The older we get, the more our bodies change, and it is imperative that we formulate a fitness plan and stick to it. In the past, high-impact activities (running, dancing, contact sports) may have been the norm, but an aging body needs a less forceful pounding, while still raising the heart rate. Enter low-impact workouts, which are typically easier on the body (especially the joints), and can be a great way to get in a heart-pumping workout to keep the heart healthy and to lower the risk of cardiovascular disease. So what defines a low-impact exercise? Most experts agree that low impact exercise are motions where one foot stays on the ground at all times. Here are 10 exercises that are perfect for when you’re just getting started, dealing with an injury, or just want to try something new! Walking: Walking is the easiest and most stress-free way to keep moving.

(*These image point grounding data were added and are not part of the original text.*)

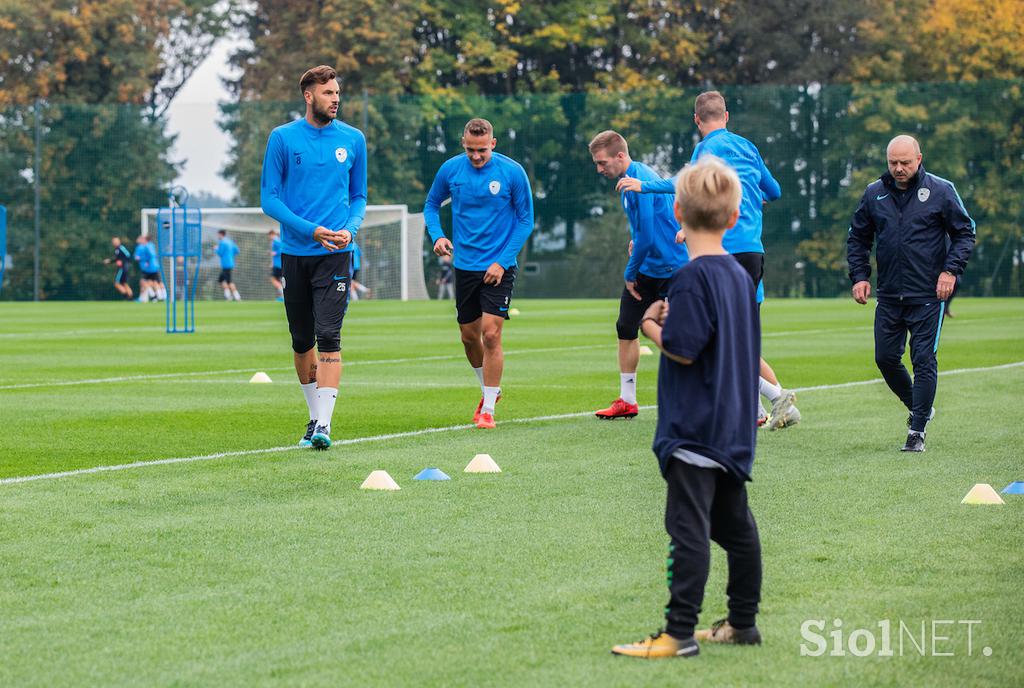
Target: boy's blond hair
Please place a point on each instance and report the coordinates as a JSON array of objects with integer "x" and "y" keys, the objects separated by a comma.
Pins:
[{"x": 708, "y": 194}]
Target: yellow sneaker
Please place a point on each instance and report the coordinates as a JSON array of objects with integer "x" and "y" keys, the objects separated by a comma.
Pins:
[
  {"x": 658, "y": 646},
  {"x": 722, "y": 632}
]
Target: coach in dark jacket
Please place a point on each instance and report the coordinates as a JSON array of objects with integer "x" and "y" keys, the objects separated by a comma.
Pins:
[{"x": 909, "y": 214}]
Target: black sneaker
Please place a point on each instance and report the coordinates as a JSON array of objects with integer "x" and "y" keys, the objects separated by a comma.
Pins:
[
  {"x": 322, "y": 438},
  {"x": 914, "y": 442},
  {"x": 723, "y": 632},
  {"x": 310, "y": 428}
]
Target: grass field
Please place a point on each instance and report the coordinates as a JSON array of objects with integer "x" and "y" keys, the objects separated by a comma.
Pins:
[{"x": 256, "y": 563}]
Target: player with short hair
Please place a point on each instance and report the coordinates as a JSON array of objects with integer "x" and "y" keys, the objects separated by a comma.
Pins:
[
  {"x": 275, "y": 270},
  {"x": 743, "y": 241},
  {"x": 710, "y": 336},
  {"x": 314, "y": 183},
  {"x": 492, "y": 217},
  {"x": 121, "y": 258},
  {"x": 227, "y": 250},
  {"x": 654, "y": 256}
]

Amp up your walking regime by hitting the hills, adding dumbbells (or weighted ankle or wrist straps) to really get the heart rate up. Elliptical: The elliptical machine puts less stress on our legs than using a treadmill. There is also greater range of motion to keep joints in top shape. Stairmaster: More exciting than a treadmill, a Stairmaster will have you working up a sweat in no time. Don’t like the gym? Then walk to a real staircase near you and climb those steps!
Cycling: Hopping on a bike is a fun way to fit in some low impact exercise, and cycling around Hua Hin one can stick to flat roads, or more challenging hills. Hiking: Another way to spice up a walk is to add some hiking terrain. Just remember to wear proper foot attire, bring a bottle of water, and take your time. Yoga: Yoga is an excellent way to keep the body limber. But don’t be fooled, this low-to-no-impact exercise is a full body workout. Pilates: As with Yoga, this slow-paced exercise may seem like a walk in the park, but with its core strengthening agenda that also increases flexibility, Pilates is no joke. Swimming: Swimming laps is a great low-impact exercise because it works your whole body, improving cardiovascular conditioning, muscle strength, endurance, posture, and flexibility all at the same time.
Water aerobics: If laps in the pool gets repetitive, try joining an aerobics class in the pool. The resistance from the water really gets the heart pumping. Golf: Swinging a golf club works so many muscles in the upper body. Combine this with walking the course rather than using a golf cart, and you have a great excuse to hit the greens.